O senador Tasso Jereissati, que fez dois discursos contra Lula esta semana, acusando-o de promover corrupção eleitoral, conta o caso do Ceará. O deputado mais votado lá deve ser José Nobre Guimarães, cujo assessor foi preso com os dólares na cueca. Há deputados da oposição quase desistindo da candidatura.

Emendas sempre foram usadas para atrair aliados, no Congresso e nas eleições, diz o estudo divulgado anteontem por Paulo Ziulkoski, presidente da Confederação dos Municípios. Na era FH, o PT era o menos contemplado dos partidos. Na era Lula, o PSDB fica em penúltimo lugar na lista de liberações, só perdendo para o PSOL.

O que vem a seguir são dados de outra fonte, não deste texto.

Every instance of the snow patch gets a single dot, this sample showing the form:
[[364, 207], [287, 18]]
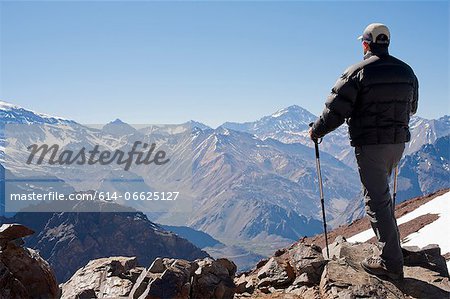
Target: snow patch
[[436, 232]]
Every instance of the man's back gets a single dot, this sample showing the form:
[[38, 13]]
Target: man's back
[[376, 96], [387, 96]]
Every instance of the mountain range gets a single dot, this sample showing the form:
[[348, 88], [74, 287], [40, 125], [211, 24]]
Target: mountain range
[[251, 184]]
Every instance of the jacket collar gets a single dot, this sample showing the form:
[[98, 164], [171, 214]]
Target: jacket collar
[[376, 52]]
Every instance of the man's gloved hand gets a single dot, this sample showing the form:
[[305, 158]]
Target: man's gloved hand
[[313, 136]]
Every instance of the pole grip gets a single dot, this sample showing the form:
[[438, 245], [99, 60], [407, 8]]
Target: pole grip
[[316, 147]]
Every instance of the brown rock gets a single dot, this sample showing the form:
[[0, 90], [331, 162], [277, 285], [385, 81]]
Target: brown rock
[[213, 280], [343, 277], [27, 267], [12, 231], [308, 262], [275, 273], [11, 287], [112, 277]]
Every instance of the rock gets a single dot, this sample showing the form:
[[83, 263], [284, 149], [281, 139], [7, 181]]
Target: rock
[[12, 231], [308, 262], [212, 279], [91, 235], [429, 256], [11, 287], [165, 278], [343, 277], [244, 284], [275, 273], [113, 276], [23, 273], [157, 266]]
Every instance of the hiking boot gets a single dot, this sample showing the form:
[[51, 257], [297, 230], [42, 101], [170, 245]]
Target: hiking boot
[[375, 266]]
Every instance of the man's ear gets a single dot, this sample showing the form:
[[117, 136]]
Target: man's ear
[[366, 46]]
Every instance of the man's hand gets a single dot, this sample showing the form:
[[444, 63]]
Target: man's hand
[[311, 134]]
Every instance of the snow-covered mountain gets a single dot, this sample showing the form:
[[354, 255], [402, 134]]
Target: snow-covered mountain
[[421, 173], [426, 131], [291, 125], [10, 113], [431, 219], [252, 181]]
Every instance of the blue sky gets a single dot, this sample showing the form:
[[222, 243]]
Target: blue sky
[[169, 62]]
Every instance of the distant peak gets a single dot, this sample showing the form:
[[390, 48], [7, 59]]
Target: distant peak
[[117, 121], [292, 108], [8, 106]]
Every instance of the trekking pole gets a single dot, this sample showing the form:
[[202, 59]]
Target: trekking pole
[[395, 184], [319, 176]]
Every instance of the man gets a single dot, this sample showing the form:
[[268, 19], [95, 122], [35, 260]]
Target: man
[[376, 97]]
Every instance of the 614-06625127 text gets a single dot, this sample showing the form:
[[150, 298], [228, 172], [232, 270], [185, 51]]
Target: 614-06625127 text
[[97, 195]]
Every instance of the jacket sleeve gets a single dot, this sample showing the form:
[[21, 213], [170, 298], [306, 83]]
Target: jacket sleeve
[[339, 104], [415, 99]]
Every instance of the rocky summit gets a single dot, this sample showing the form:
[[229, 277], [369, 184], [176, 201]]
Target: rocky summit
[[121, 277], [297, 271], [301, 271], [23, 273]]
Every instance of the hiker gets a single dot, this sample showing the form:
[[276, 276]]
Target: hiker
[[376, 97]]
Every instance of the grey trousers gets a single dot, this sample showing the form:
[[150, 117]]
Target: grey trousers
[[375, 165]]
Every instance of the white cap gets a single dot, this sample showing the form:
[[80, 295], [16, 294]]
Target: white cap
[[376, 33]]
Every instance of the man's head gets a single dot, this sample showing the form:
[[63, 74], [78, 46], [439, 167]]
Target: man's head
[[376, 35]]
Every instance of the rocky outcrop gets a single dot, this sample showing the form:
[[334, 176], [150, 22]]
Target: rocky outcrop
[[121, 277], [300, 271], [23, 273], [96, 235]]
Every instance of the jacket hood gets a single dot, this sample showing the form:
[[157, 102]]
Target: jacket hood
[[378, 51]]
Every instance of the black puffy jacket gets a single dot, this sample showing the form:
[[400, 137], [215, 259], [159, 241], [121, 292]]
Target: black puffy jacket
[[376, 97]]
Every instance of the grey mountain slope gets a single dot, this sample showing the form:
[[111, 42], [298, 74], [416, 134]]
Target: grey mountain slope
[[69, 240]]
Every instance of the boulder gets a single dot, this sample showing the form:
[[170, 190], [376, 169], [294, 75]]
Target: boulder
[[111, 277], [121, 277], [343, 277], [275, 273], [213, 279], [12, 231], [23, 273]]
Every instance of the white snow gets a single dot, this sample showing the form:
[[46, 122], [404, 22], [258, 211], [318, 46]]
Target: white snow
[[436, 232], [5, 106]]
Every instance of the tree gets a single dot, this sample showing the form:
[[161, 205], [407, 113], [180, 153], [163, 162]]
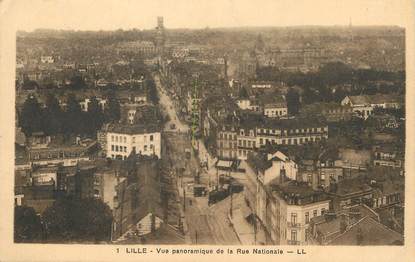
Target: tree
[[73, 116], [27, 225], [113, 112], [31, 116], [95, 116], [152, 91], [293, 101], [77, 82], [52, 116], [78, 220]]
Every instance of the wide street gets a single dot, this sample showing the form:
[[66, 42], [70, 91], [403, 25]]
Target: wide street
[[204, 224]]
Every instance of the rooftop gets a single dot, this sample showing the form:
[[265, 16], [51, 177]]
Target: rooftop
[[133, 129], [297, 193]]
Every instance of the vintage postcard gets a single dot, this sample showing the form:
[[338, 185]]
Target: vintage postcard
[[200, 130]]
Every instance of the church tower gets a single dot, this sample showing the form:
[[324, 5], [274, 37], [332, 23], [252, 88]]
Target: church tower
[[160, 35]]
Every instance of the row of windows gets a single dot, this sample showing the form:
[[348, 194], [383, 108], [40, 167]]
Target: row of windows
[[243, 152], [123, 139], [276, 112], [289, 141], [231, 145], [227, 136], [246, 143], [119, 139], [119, 148], [291, 131]]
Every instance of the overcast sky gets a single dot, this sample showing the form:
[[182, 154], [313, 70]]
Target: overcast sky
[[128, 14]]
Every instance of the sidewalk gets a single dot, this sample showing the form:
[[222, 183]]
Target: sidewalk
[[244, 230]]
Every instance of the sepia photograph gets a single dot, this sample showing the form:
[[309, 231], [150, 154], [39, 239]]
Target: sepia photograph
[[224, 123]]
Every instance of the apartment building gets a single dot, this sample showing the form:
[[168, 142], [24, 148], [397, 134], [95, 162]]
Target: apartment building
[[124, 139]]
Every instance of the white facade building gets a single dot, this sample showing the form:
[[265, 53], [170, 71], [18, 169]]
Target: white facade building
[[122, 140]]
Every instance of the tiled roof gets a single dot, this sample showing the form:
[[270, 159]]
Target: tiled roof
[[372, 233]]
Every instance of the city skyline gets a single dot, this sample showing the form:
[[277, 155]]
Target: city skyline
[[222, 14]]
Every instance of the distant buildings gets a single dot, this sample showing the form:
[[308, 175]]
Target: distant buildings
[[356, 225], [43, 151], [364, 105], [47, 59]]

¿ Mas o que está havendo agora é compra de voto no atacado. Os prefeitos estão fechando pacotes ¿ diz o senador.

Vai para a forca

A situação do petista José Airton Cirilo no escândalo das ambulâncias ficou insustentável. Diante de provas incontestáveis de que recebeu propina da máfia sanguessuga, até no PT já se discute sua expulsão. O que se tenta a todo custo é a blindagem do ex-ministro Humberto Costa.

MOREIRA FRANCO desistiu da candidatura a deputado mas no comitê de Alckmin é chamado de ministro Moreira. Tem mais gente recebendo esse tratamento por lá.

O EX-FUTURO presidenciável do PSC, Rogério Vargas palpita sobre a reforma política: nem pelo Congresso nem por miniconstituinte, mas por plebiscito. O referendo talvez se aplique melhor ao caso. O eleitor não é obrigado a saber escolher entre coisas tão técnicas como um voto distrital e um proporcional. Para isso, elege representantes.

Eleições limpas

Um grande banco nacional selecionou pelo desempenho alguns deputados e lhes ofereceu uma doação de campanha. Tudo limpo, com recibo e cheque nominal. Mas outras empresas continuam pondo os candidatos no dilema: é pegar por debaixo do pano ou largar o rico dinheirinho.